The explosion of massive media data induced by the proliferation of digital cameras, mobile devices as well as the emergence of online media websites, has led us into the era of big data. Accurate and effective analyses of the big multimedia data to support semantically enriched representation in terms of events, activities, and entities can bring transformative improvements to a variety of application domains. The basic form of multimedia analysis for more sophisticated interpretation is characterized by questions such as ``who, what, where, when" that identify subjects, activities, locations, and time associated with images/video segments. In this thesis, we primarily focus on the ``who" question, which is referred as the person identification problem in multimedia data.
While advances in image processing and computer vision has resulted in powerful techniques for person identification, such techniques based on the facial appearance representations, are usually prone to errors due to a variety of factors including noise, poor signal quality, occlusion, etc. It is widely recognized in the multimedia research community that additional contextual features can be leveraged to bring significant improvements to such tasks. Nevertheless, how to systematically utilize the heterogeneous contextual information still poses a big challenge. Besides, the person identification procedure is conventionally processed in an ``offline" setting where the typical goal is to achieve complete annotations of the whole collection before further applications. Such an ``offline " process is not tenable when dealing with big multimedia data, since the limitation of computational resources as well as restriction of manpower does not allow us to process every image with each possible tag and clean up every potentially noisy result.
We note that similar challenges also arise in the database domain, especially for the entity resolution task. To address these challenges, recent entity resolution research has explored a series of powerful methods including techniques to exploit relationships, contextual information, domain semantics in the form of constraints and ontologies, etc. for the purpose of resolving references in structured/semi-structured and unstructured textual data.
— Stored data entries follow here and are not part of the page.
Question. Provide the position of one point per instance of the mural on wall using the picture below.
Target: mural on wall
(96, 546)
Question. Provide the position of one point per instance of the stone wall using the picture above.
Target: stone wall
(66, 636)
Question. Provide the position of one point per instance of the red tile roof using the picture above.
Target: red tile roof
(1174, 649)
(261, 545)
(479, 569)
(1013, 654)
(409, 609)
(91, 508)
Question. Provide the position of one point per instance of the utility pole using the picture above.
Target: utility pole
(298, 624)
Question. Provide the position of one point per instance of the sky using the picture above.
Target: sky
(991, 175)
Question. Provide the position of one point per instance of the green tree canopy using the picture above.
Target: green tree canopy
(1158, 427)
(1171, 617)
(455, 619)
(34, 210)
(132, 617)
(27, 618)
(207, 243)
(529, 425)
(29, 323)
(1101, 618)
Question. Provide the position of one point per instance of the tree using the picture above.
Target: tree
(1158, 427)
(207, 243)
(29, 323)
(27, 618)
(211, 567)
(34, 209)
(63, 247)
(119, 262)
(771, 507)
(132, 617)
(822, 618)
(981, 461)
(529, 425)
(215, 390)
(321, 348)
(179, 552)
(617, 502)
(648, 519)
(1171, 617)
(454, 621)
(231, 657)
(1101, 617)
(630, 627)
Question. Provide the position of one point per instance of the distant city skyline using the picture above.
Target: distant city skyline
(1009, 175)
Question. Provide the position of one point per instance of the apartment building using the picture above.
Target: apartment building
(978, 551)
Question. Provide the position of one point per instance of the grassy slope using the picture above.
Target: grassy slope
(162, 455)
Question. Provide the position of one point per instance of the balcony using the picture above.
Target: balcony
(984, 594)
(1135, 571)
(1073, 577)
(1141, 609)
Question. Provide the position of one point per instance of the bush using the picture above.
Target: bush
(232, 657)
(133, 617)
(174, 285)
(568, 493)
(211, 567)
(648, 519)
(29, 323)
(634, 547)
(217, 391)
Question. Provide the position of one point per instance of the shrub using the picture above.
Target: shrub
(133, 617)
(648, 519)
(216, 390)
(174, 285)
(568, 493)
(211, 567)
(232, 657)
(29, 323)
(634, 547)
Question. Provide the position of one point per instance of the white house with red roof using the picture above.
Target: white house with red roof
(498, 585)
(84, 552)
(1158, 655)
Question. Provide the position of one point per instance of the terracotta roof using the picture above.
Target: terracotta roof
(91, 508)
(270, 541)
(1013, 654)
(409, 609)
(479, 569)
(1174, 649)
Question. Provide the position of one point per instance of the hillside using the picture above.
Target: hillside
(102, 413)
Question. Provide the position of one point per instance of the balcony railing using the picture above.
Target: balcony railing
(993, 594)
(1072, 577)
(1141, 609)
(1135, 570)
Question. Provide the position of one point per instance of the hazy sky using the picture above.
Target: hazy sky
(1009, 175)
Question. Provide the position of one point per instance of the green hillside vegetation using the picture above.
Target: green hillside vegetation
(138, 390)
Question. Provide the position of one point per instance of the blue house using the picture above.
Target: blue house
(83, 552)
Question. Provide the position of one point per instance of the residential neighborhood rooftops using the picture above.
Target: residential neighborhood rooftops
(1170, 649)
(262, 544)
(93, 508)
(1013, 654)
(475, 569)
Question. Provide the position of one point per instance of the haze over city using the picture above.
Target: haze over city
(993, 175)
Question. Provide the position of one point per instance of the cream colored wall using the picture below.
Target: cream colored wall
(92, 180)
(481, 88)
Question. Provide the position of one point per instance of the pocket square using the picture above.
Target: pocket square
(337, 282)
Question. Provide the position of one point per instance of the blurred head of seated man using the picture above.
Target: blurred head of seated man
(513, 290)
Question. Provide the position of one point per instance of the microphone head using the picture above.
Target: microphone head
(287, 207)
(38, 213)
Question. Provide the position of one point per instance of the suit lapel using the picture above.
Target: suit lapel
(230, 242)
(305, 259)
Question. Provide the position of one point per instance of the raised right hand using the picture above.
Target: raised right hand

Additionally, query-driven data cleaning techniques have also been proposed and explored to resolve the challenges of big data.
In this thesis, we aim to explore how such advanced entity resolution techniques can be exploited to improve semantic interpretation of multimedia data, specifically for the person identification problem. We first explore how to leverage the automatic data cleaning techniques to exploit relationships, contextual information, domain semantics, constraints, etc., to enhance the performance of face clustering and recognition. Then, we propose the new paradigm for face clustering/tagging suited for big data where image enrichment is seamlessly integrated into the image retrieval/analysis process -- we refer to this new paradigm as ``query-driven image enrichment".
Particularly, we first study the person identification problem in the context of surveillance videos and propose a context-based framework for low-quality data, which integrates multiple contextual information leveraging the entity resolution framework called RelDC to improve the performance of person identification. Inspired by the significant results improvement, we investigate the face clustering problem and propose a unified framework that employs bootstrapping to automatically learn adaptive rules to integrate heterogeneous context information together. Furthermore, we exploit the human-in-the-loop mechanism to leverage human interaction to achieve high quality clustering results. Later, to address the challenges of big multimedia data, we propose the query-driven approach to face clustering/tagging which investigates the query-driven active learning strategies in order to achieve the accurate query answers with minimum user participation.